The t -test was used to test for differences in BV/TV, and the Mann–Whitney test for differences in CV/TV. All data analyses were performed using SPSS version 14.0 (SPSS, Inc., Chicago, IL). Bonferroni post hoc test for multiple testing was applied. P -values < 0.05 were considered statistically significant.
Bone formation was restricted to the lower third of the hemispheres, which represent the regions immediately adjacent to the calvaria bone. Inflammatory cells were observed around the new formed tissues in all groups. Inflammation outside the hemispheres was existent in a few ground sections. Two biopsies were excluded from histomorphometric analysis due to inflammatory resorption. Remaining collagen carriers were clearly visible in albumin control but not in the S-NO-HSA groups ( Fig. 1 A and detailed view: Fig. 1 B). Higher microscopic magnifications revealed that bone formation mainly occurred in the region immediately adjacent to the titanium hemispheres. Newly formed bone showed the characteristic signs of woven bone. Independent of the treatment, the absolute amount of newly formed bone under the capsule was low in all groups.

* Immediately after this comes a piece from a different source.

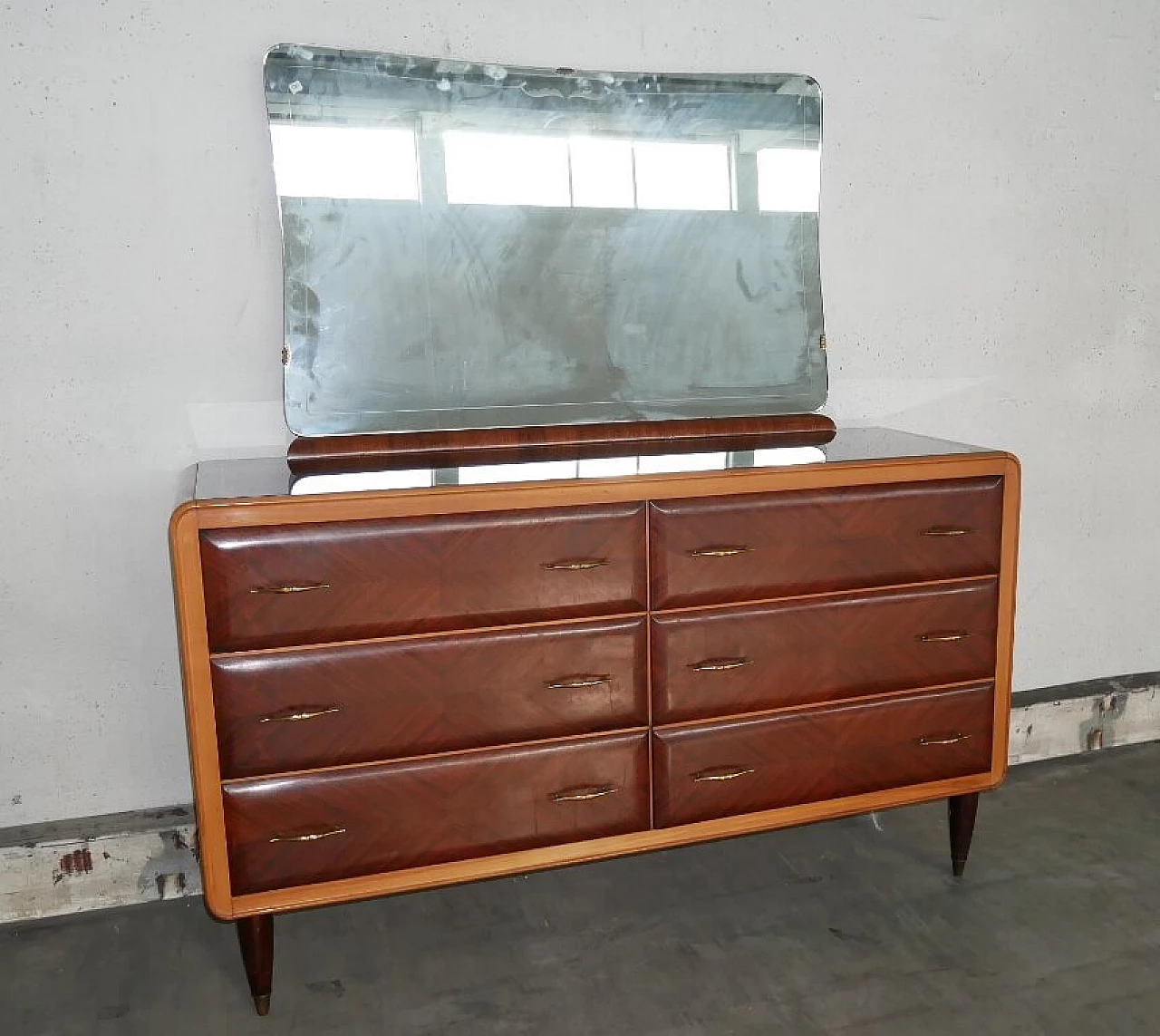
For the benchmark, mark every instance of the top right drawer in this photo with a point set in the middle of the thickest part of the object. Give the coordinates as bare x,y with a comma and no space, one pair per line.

Standard histomorphometric findings
Serial histomorphometric measurements of bone formation ( Fig. 2 A) revealed a significant increase in the relative bone volume under the hemisphere in the group receiving 20% S-NO-HSA compared to 20% HSA (S-NO-HSA: 14.0 ± 4.6% vs. HSA: 6.0 ± 3.8%, respectively; P < 0.01). The corresponding comparison of 5% of S-NO-HSA and 5% HSA as well reached the level of significance (S-NO-HSA: 15.5 ± 4.0% vs. HSA: 10.6 ± 2.9%, respectively; P < 0.05).